The Court of Appeal of Louisiana reversed and explained:
"When there are more seats than candidates and no one's candidacy is in opposition to another's candidacy, the only meaning we can ascribe to the articles' provision is that, at the `Elections of Directors,' in the election of each director, the `stockholder receiving the majority of votes cast at such election' is any stockholder who receives one vote or more. An absolute majority present orally expressed opposition to the election of more than 11 directors, and the chairman of the meeting took the position that abstention from voting for more than 11 was a vote against electing any more than 11 of the 20 authorized directors. But the majority cannot override the statutory and charter provisions for the election of directors by the shareholders. The only result of their action was to abstain from voting for nine of the 20 authorized directors (while some shareholders abstained from voting for only five). Had the majority abstained from voting altogether, the minority could not be deprived of their right to vote for directors at the annual shareholders' meeting. The partial abstention by the majority similarly cannot deprive the minority of the statutory right to cast one vote for each authorized director, R.S.6:3." (Footnote omitted).
Marzullo, 296 So.2d at 440.
Thus, Marzullo may be distinguished from the instant case because in Marzullo the chairman of the board took the position that an abstention from voting for more than 11 candidates was a vote against the four other nominated candidates. The chairman was obviously incorrect; an abstention is not a vote against. In the instant case, we cannot say, as the court said in Marzullo, that no one's candidacy was in opposition to another candidacy. At Ideal's election, there were apparently two slates which were at least in partial opposition to each other, and the decision was made to permit members to vote either "for" a candidate, "against" a candidate, or to abstain from voting. Abstentions were not counted as votes against, or even as votes cast. To the extent that Marzullo simply disapproved of counting abstentions as votes against, we agree with the holding.
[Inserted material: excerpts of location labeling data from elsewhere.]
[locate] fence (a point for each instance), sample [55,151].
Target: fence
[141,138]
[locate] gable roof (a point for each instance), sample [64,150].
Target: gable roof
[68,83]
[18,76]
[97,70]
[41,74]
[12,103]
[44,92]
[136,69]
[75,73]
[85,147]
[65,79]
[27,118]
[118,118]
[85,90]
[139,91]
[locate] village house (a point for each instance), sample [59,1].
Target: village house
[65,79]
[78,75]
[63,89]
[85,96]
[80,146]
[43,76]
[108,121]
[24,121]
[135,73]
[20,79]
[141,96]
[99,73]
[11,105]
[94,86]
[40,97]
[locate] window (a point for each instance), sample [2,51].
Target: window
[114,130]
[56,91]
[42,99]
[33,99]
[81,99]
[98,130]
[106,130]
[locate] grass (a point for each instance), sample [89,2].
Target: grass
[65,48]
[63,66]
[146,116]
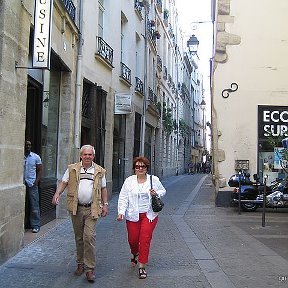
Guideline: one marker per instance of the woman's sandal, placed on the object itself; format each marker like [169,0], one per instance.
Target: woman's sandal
[142,273]
[134,260]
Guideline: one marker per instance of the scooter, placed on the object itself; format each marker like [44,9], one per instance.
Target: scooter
[252,193]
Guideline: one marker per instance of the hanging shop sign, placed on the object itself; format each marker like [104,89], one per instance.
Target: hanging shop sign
[42,34]
[273,121]
[123,103]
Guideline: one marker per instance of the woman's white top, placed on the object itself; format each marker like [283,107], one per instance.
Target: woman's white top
[135,198]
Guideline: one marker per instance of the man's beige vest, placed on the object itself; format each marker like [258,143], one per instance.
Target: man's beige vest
[73,186]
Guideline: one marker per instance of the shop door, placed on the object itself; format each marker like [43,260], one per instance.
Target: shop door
[118,152]
[33,129]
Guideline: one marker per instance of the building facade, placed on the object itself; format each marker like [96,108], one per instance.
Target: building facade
[118,78]
[249,91]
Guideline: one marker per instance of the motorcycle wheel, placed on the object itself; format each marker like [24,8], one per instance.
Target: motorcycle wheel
[249,207]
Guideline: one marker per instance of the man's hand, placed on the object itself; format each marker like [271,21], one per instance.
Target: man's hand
[56,198]
[120,217]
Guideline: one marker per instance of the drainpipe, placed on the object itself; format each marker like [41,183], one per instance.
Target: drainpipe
[143,119]
[78,84]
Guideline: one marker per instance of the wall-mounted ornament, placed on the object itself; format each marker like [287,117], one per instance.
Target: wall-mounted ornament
[233,88]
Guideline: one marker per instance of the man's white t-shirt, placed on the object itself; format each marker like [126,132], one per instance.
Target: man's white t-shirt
[85,190]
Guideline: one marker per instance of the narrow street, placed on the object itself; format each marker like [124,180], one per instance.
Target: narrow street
[195,245]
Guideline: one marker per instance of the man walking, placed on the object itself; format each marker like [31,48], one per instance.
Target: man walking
[32,175]
[87,200]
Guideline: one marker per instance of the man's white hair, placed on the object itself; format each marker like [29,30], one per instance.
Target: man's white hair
[87,147]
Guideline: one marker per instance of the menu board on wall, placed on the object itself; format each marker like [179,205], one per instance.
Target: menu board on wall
[272,121]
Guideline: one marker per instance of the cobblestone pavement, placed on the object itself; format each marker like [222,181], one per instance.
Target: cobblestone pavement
[195,244]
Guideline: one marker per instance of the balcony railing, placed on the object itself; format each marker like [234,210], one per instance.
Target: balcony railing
[104,50]
[159,5]
[169,80]
[152,97]
[125,72]
[70,8]
[159,63]
[139,87]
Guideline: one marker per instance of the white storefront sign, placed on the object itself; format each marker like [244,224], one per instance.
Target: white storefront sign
[42,33]
[123,103]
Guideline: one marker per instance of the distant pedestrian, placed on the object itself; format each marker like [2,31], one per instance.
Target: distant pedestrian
[87,200]
[32,176]
[135,205]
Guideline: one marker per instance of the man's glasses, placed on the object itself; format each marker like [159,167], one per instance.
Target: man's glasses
[140,167]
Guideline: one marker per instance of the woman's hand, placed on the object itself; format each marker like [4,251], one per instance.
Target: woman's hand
[120,217]
[153,192]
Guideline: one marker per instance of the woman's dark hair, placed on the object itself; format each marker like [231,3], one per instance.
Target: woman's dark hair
[142,159]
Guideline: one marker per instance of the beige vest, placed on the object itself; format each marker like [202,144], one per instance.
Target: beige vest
[73,185]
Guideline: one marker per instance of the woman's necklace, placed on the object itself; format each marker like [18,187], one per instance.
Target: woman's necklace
[140,187]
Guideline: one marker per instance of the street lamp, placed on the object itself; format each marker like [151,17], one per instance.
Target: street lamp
[192,44]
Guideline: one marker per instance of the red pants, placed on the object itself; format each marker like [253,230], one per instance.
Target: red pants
[140,236]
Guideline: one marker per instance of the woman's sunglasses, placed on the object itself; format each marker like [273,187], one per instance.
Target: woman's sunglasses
[140,167]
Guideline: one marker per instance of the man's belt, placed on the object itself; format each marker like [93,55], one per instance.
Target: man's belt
[84,205]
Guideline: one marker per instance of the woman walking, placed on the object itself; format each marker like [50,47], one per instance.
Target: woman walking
[134,204]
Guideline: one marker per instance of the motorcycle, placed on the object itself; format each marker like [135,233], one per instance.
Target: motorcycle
[252,193]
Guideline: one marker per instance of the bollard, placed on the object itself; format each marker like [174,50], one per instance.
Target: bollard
[239,196]
[264,201]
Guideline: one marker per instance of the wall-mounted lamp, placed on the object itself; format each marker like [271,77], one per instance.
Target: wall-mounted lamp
[202,104]
[46,100]
[192,44]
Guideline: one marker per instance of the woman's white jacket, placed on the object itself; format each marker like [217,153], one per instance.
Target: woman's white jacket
[128,197]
As previously indicated, we must give deference to OTS's interpretation of its form charter provisions. OTS concludes that "negative voting" is permitted by Ideal's charter. In its amicus curiae brief it states:
"Both Ideal's charter and 12 C.F.R. § 544.1 rest on a firm policy basis that requires a nominee to receive a majority of the votes cast before being elected a member of the board of directors. Mutual associations should be able to permit their members to reject persons, by voting negatively, whom they do not want running their association. Otherwise, where there are more positions available than nominees, members will be forced to accept any nominee (who as a depositor) . . . votes for himself even where all the other members vote to reject such a nominee." (Emphasis in original) (footnote omitted).
The negative votes cast at the January 21, 1988 meeting were properly tabulated and only six directors were elected at that meeting. At oral argument before this Court, we were told that when this issue was resolved the parties would probably be able to work out the rest of their differences. We certainly hope so.
JUDGMENT OF THE COURT OF SPECIAL APPEALS REVERSED. CASE REMANDED TO THAT COURT WITH INSTRUCTIONS TO REMAND THE CASE TO THE CIRCUIT COURT FOR BALTIMORE CITY FOR FURTHER PROCEEDINGS CONSISTENT WITH THIS OPINION. COSTS IN THIS COURT AND IN THE COURT OF SPECIAL APPEALS TO BE PAID BY RESPONDENTS.